Preemptible instances terminate every 24 hours automatically + can be interrupted at any time. The 90% discount makes them attractive for fault-tolerant batch workloads.
Committed Use Discounts (CUDs)
GCP offers 1 and 3-year commitment discounts:
1-year CUD (a3-megagpu-8g):
- Rate: ~$59.29/hour
- Discount: ~33% off on-demand
3-year CUD (a3-megagpu-8g):
- Rate: ~$34.51/hour
- Discount: ~61% off on-demand
Monthly cost at 3-year rate: $34.51 × 730 hours = $25,192/month for 8x H100s.
GCP's committed discounts bring H100 costs down significantly, but AWS 1-year reserved ($55.04/hr) and CoreWeave on-demand ($49.24/hr) remain more cost-effective for most teams.
On-Demand Pricing Comparison
A100 SXM (Data-parallel training, mid-scale)
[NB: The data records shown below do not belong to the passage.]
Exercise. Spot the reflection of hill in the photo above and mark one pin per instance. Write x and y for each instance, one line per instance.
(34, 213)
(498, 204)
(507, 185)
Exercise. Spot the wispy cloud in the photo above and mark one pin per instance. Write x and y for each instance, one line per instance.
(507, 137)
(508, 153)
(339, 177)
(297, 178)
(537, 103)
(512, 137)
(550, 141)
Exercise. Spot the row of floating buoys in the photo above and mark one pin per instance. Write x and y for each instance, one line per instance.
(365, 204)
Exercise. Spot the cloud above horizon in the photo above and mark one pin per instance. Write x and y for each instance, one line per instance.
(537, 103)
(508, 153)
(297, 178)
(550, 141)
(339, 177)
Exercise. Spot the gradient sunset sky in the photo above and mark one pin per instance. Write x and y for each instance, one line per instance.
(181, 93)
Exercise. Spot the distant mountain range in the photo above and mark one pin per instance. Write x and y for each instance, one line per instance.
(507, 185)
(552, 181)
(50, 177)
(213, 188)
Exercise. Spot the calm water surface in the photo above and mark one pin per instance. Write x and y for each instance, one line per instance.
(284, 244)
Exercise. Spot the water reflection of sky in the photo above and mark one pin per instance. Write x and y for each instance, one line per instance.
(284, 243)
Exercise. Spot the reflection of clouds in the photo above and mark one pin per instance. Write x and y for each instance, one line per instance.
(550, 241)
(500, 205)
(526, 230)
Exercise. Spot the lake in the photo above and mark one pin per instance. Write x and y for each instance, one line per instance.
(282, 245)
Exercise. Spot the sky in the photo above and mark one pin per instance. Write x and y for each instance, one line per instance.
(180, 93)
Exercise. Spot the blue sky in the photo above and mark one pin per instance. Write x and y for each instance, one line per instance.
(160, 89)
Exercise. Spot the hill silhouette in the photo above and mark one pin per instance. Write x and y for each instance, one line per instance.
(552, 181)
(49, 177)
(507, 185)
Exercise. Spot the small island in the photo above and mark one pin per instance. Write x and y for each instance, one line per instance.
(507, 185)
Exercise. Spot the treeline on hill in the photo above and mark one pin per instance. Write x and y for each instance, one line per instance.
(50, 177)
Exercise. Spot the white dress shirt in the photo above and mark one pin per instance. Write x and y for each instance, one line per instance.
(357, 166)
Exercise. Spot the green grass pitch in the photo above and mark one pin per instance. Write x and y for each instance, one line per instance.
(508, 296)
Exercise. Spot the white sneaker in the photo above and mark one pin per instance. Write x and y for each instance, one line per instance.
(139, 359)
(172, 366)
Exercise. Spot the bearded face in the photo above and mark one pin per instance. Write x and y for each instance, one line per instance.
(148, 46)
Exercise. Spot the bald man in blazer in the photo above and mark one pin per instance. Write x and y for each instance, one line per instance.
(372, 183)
| Provider | Instance | Per-GPU Cost | Full Node Cost |
|---|---|---|---|
| AWS | p4d.24xlarge (8x A100 SXM) | $2.75 | $21.96 |
| Azure | ND96asr_v4 (8x A100 SXM) | $3.56 | $28.50 |
| GCP | a2-highgpu-8g (8x A100) | $4.40 | $35.20 |
| CoreWeave | 8x A100 SXM | $2.70 | $21.60 |
Winner for A100: CoreWeave at $2.70/GPU ($21.60 total) narrowly beats AWS p4d ($2.75/GPU, $21.96 total). Azure and GCP are significantly more expensive per GPU.
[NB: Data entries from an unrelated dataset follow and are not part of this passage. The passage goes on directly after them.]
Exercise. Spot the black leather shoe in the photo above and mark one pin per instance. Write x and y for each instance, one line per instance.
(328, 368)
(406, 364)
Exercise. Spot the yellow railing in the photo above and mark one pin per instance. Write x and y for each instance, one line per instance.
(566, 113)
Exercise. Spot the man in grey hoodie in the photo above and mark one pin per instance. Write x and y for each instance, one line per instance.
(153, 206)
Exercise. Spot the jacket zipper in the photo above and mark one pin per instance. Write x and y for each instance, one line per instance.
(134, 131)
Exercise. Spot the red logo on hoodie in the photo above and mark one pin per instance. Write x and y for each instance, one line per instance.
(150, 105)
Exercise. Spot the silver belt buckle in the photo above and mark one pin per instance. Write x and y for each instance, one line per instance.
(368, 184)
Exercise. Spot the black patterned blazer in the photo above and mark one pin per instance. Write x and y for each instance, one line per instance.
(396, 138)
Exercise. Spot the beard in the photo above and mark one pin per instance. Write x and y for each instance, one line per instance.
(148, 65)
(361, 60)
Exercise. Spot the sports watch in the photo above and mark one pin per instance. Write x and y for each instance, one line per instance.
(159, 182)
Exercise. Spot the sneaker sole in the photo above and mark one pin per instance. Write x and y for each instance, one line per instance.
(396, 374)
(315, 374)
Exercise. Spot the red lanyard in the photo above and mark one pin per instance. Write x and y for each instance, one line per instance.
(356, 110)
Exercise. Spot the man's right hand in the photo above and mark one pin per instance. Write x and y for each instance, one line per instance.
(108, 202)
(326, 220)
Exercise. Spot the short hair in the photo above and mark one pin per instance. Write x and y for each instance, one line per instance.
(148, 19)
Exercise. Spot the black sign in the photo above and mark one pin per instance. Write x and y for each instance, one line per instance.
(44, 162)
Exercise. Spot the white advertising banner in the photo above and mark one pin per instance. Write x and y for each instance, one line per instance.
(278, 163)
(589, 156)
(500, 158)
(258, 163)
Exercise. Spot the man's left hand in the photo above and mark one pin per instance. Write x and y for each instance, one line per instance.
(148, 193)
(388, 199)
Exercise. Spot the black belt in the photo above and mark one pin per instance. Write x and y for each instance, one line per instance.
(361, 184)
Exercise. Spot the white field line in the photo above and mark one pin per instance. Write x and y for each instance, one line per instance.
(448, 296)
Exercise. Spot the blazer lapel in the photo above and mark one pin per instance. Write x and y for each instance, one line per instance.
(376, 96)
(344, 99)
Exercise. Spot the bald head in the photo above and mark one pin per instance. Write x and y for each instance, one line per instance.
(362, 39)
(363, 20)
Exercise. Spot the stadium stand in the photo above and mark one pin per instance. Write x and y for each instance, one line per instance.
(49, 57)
H100 SXM (LLM training, large-scale)
| Provider | Instance | Per-GPU Cost | Full Node Cost |
|---|---|---|---|
| AWS | p5.48xlarge (8x H100 SXM) | $12.29 | $98.32 |
| Azure | ND H100 v5 (8x H100) | $11.06 | $88.49 |
| GCP | a3-highgpu-8g (8x H100) | $11.06 | $88.49 |
| CoreWeave | 8x H100 SXM | $6.16 | $49.24 |
Winner for H100 on-demand: CoreWeave is the cheapest at $6.16/GPU ($49.24 for 8x). Among hyperscalers, AWS and GCP are comparable (~$11/GPU), both cheaper than AWS on-demand ($12.29/GPU).
T4 GPU (Inference, development)
| Provider | Instance | Per-GPU Cost | Full Node Cost |
|---|---|---|---|
| AWS | g4dn.xlarge (T4) | $0.35 | $0.35 |
| Azure | NV6 (T4) | $0.90 | $0.90 |
| GCP | n1-standard-4 (T4) | $0.35 | $0.35 |
Winner for T4: AWS and GCP tied at $0.35. Azure is 2.5x more expensive.
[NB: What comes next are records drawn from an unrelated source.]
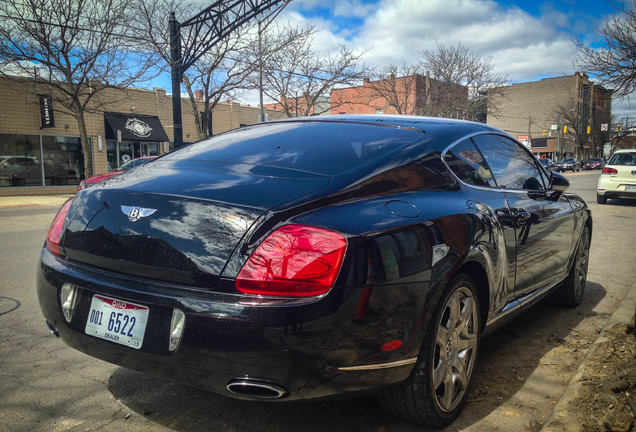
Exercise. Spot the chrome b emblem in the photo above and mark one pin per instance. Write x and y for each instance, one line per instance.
(136, 213)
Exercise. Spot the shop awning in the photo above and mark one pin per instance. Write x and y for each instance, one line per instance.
(134, 127)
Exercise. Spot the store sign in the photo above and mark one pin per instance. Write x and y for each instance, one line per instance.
(138, 127)
(524, 139)
(46, 111)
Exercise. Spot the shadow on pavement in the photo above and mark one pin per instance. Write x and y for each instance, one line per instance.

Spot & Preemptible Pricing
Spot Pricing Comparison (8x H100 nodes)
| Provider | Node Type | On-Demand | Spot | Discount | |---|---|---|---| | AWS | p5.48xlarge (8x H100) | $98.32 | $29.50 | ~70% | | Azure | ND H100 v5 (8x H100) | $88.49 | $26.55 | ~70% | | GCP | a3-highgpu-8g (8x H100) | $88.49 | N/A | Not available |
Winner for deep discounts on H100: AWS and Azure spot pricing. GCP does not offer preemptible pricing on A3 H100 instances. For A100 workloads, GCP preemptible is available at ~70% off.
Risk & Interruption Rates
AWS spot: 1-5% interruption annually, varies by instance type and region. p4d instances are rare, so interruption risk is lower.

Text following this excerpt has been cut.